Complete your data type in the ruleset (add "pbl") to fix it. Or, change the data type to string (remove all <option> elements) if you want the field to accept any input.

stefanCCS commented 2 years ago

Understood - but I fear a bit in the future the catalog might get an extension and supports a new value for a field. Then the process generation fails, which might not be a good idea in a real production project. Therefore my questions: 1) Is it possible to define something like a wild card, e.g. ?

<option value="*">
    <label>Sonstiges</label>
</option>

2) Is it possible to ignore this error(=field) and the process generation is done without this field (and maybe create only a kind of Warning)?

matthias-ronge commented 2 years ago

It doesn’t make sense. The ruleset defines data types. Either, you have a data type that has a fixed set of values, or not. If there is only a limited set of option, only these values are allowed. In this case, use <option> elements to describe the allowed values. If randomly values may be added to the data type, then it isn’t a fixed type, but you need a character string type. Then remove all the <option> elements. But, to me it just looks like you had an incomplete list of relators in your ruleset. This list is maintained by the LOC and is used by many libraries around the world. it is at least very unlikely to change. Also, be aware of relators.xml file in the ruleset directory, which is a representation of this list.

Still there is change in behavior of the Software (change from 3.4.2 to 3.4.3).
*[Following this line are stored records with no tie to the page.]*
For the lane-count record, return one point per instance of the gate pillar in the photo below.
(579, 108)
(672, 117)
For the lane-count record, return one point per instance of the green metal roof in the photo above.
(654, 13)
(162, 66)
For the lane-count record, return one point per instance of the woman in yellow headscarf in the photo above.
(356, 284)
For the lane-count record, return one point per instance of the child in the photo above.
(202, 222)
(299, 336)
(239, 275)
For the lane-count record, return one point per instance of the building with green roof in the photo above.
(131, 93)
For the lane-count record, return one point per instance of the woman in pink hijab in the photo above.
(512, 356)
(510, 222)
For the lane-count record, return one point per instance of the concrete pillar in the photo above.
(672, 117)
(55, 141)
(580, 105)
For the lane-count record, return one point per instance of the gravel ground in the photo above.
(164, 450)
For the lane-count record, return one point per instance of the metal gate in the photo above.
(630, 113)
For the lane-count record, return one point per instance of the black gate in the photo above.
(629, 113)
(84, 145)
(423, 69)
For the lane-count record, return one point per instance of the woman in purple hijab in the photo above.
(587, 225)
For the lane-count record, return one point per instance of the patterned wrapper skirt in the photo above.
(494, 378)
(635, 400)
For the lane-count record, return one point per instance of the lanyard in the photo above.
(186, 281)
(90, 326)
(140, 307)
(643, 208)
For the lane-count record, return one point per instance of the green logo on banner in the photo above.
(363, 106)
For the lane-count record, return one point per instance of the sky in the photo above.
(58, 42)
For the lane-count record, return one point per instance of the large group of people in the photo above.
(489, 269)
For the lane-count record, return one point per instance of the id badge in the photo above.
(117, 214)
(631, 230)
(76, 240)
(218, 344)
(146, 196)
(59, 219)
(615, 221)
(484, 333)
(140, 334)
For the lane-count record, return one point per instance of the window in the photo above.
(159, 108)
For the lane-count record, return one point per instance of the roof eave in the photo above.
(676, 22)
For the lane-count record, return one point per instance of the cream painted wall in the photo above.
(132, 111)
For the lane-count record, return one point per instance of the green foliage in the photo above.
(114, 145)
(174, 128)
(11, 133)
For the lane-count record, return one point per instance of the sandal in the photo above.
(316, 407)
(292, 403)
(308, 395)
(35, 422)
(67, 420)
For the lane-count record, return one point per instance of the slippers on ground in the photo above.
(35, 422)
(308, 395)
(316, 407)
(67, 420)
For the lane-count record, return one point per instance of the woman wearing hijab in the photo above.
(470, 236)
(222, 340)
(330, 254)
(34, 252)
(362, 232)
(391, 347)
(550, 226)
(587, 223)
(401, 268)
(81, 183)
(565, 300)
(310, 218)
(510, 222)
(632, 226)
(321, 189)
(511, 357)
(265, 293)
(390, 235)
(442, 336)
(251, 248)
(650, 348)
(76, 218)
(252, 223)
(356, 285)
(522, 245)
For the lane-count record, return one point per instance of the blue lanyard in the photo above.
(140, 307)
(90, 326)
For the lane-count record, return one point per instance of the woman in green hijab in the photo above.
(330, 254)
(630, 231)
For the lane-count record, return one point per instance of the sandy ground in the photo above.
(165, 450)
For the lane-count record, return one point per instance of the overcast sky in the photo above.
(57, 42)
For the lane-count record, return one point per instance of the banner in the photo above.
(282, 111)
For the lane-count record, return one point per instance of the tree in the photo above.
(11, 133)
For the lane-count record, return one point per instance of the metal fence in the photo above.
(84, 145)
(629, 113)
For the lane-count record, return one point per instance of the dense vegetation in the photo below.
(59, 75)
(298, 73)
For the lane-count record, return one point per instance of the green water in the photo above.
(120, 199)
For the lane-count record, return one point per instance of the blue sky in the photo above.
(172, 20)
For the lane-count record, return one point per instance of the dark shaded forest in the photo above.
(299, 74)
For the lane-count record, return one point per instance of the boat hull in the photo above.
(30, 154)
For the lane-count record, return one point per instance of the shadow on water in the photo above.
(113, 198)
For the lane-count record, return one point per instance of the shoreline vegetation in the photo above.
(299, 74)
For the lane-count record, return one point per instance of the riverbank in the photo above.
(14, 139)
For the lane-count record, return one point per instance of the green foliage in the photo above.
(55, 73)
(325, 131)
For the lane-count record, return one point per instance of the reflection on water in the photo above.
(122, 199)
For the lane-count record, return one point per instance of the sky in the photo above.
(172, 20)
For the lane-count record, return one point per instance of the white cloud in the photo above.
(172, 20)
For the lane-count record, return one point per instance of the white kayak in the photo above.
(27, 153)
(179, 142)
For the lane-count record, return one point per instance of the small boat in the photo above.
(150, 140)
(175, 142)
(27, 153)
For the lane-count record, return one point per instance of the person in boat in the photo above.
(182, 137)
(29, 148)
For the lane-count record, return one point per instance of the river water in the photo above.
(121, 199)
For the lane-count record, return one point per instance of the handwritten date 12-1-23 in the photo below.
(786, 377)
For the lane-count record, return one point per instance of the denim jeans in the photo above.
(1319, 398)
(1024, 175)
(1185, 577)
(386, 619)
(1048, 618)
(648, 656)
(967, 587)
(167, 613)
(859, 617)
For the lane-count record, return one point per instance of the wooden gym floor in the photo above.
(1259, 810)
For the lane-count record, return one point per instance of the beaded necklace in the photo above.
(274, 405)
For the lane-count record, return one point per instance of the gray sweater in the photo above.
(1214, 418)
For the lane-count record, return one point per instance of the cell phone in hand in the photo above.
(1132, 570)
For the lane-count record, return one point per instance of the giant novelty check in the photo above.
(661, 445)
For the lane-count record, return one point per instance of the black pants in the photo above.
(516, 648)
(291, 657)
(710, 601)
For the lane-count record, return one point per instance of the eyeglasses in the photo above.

Yes, a lot changed, see pull requests merged from April 12th to May 30th, 2022. See also the release notes

stefanCCS commented 2 years ago

Ok, many thanks for your explanation, especially for the hint to relators.xml

And concerning the Release Notes and pull request: Well, this in not very helpful (at least for me as User, maybe Power User):

stefanCCS commented 2 years ago

I will close this issue here now (could get everything to run).